The task of writing computer code is at the forefront of agent development, providing a sneak peek into what will be possible in other areas during the second half of the year. In my last article, I discussed Devin, the coding agent. I expect to see similar agents for other business tasks, such as marketing, business controlling, and business intelligence. Furthermore, I anticipate that coding agents powered by GPT-5 will perform at the level of developers with several years of experience.
Copilots vs. Agents: A Contrarian Perspective
In the area of agents, I hold a contrarian view, and I have recently revised my thinking. In my last article, I discussed the race between "copilots" that enhance humans and "agents" that replace them. The prevailing belief is that copilots will enter the market first, while agents remain a distant future development. Listening to companies like Microsoft, one might believe that AI will solely enhance human capabilities without ever replacing them.
Previously, I described this evolution in phases: starting with foundational models, then integrating them into tools to create copilots, followed by AI agents, and finally, integrated systems of AI agents. I now question the order of these phases.
This is because integrating AI into existing tools to create copilots might be more challenging than expected. While adding AI as an advanced search feature might be straightforward, rebuilding software that has been developed over 35 years, like Microsoft's Office tools, to become "AI first" is challenging. Paradoxically, it might be faster to build AI agents to meet business needs.
If this holds true, it will impact every company’s AI strategy (refer to my article 'Thinking About Developing an Artificial Intelligence Strategy?'). Copilots can be implemented in a decentralized way, allowing trials in specific units where the benefits are high, with the main concern being model sourcing. However, AI agents are different. They more resemble Robotic Process Automation (RPA), which automates repetitive, rules-based tasks using software robots, or "bots," that mimic human interactions with digital systems.
RPA became popular in the mid-2010s with advancements in machine learning, designed to streamline workflows, reduce errors, and increase efficiency across various industries. Both RPA and AI agents require a platform for operation, similar to managing employees. They need email addresses, access to data sources, and adherence to corporate guidelines and policies. There must also be structures for decision-making and financial management—who decides when RPA can be used, and who pays for it. The decentralized approach suitable for copilots is less appropriate here.
It might make sense to let the organization that manages RPA also manage AI agents or establish a new organization for this purpose. This structure needs to be scalable. While you might start with a few AI agents, their numbers could quickly surpass those of employees if the cost is sufficiently low.
Recommendations
Given the limited value of current models outside specific use cases, and the ongoing development of new models, I continue to advocate for a balanced and pragmatic approach to corporate AI adoption. Companies should develop a diverse portfolio of AI initiatives, combining 'no-regret' moves with some higher-risk, high-reward ventures.
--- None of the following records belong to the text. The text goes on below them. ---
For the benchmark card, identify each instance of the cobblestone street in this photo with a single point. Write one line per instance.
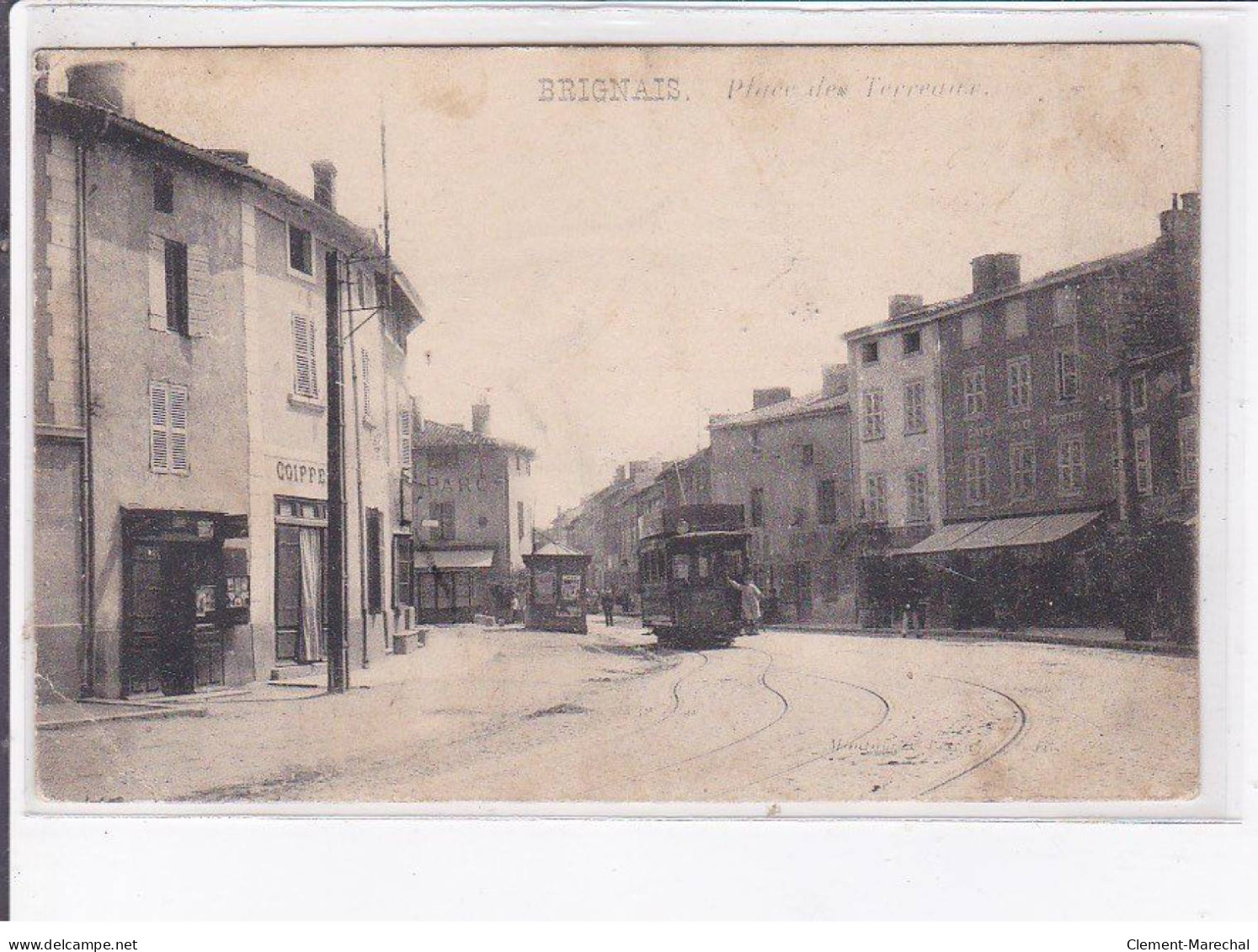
(504, 715)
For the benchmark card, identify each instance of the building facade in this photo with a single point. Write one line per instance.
(789, 463)
(163, 273)
(474, 521)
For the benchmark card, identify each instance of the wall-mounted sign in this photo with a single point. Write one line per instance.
(298, 473)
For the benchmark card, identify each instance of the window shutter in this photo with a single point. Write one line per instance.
(404, 439)
(157, 283)
(178, 428)
(198, 292)
(305, 371)
(158, 428)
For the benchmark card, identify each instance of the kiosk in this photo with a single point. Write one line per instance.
(557, 588)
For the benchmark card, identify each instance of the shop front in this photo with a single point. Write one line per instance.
(452, 585)
(301, 577)
(186, 590)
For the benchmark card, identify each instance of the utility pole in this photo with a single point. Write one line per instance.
(338, 641)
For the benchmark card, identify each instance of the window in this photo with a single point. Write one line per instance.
(375, 596)
(175, 269)
(1069, 465)
(1067, 375)
(827, 502)
(1015, 318)
(914, 407)
(1019, 384)
(305, 365)
(978, 486)
(914, 492)
(1188, 450)
(1143, 460)
(404, 440)
(301, 253)
(972, 330)
(163, 190)
(1138, 392)
(168, 428)
(1021, 470)
(975, 387)
(402, 560)
(443, 514)
(1066, 306)
(872, 425)
(876, 497)
(365, 366)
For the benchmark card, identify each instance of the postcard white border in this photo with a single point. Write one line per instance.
(1219, 32)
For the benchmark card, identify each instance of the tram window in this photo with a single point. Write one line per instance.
(681, 569)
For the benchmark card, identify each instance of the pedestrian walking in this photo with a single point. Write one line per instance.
(751, 596)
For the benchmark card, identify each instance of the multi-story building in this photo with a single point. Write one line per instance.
(179, 402)
(1029, 449)
(897, 433)
(789, 463)
(474, 519)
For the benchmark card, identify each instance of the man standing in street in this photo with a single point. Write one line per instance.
(751, 596)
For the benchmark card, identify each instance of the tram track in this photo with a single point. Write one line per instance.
(827, 753)
(1004, 746)
(761, 679)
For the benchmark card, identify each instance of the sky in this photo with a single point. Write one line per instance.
(611, 273)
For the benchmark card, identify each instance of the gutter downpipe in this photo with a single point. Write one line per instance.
(87, 679)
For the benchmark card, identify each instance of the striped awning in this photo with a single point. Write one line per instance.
(999, 534)
(450, 559)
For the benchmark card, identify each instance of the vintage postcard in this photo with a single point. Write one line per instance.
(711, 425)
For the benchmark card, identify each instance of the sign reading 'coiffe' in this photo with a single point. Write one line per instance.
(301, 473)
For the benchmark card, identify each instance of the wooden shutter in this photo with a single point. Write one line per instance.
(158, 427)
(305, 370)
(198, 292)
(178, 396)
(404, 448)
(157, 283)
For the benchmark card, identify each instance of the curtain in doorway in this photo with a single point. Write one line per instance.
(312, 593)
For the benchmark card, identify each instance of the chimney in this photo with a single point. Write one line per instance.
(1183, 219)
(232, 155)
(899, 305)
(481, 417)
(325, 183)
(834, 379)
(995, 272)
(768, 396)
(102, 84)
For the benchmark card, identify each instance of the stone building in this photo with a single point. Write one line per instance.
(474, 519)
(181, 295)
(789, 463)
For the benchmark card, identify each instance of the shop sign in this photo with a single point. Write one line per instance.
(290, 471)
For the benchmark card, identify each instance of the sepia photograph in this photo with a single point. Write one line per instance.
(616, 425)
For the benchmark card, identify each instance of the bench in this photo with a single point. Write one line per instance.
(412, 641)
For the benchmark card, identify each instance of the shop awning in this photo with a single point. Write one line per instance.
(999, 534)
(450, 559)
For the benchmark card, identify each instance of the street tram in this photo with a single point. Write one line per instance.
(685, 572)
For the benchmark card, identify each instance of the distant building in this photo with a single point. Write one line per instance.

As detailed in my article 'Thinking About Developing an Artificial Intelligence Strategy?', the critical areas of focus are:
Building the foundation for using AI
Incorporating AI into ongoing digitalization efforts or digital transformations
Improving everyday efficiency with AI, including executive decision-making
'No-regret' initiatives primarily involve formulating a comprehensive AI strategy, focusing on foundational development, and enhancing operational efficiency. Practically, this means ensuring widespread access to AI models and providing training for employees to streamline meetings, expedite email and report writing, and enhance overall productivity. These strategies are likely to produce tangible benefits from day one.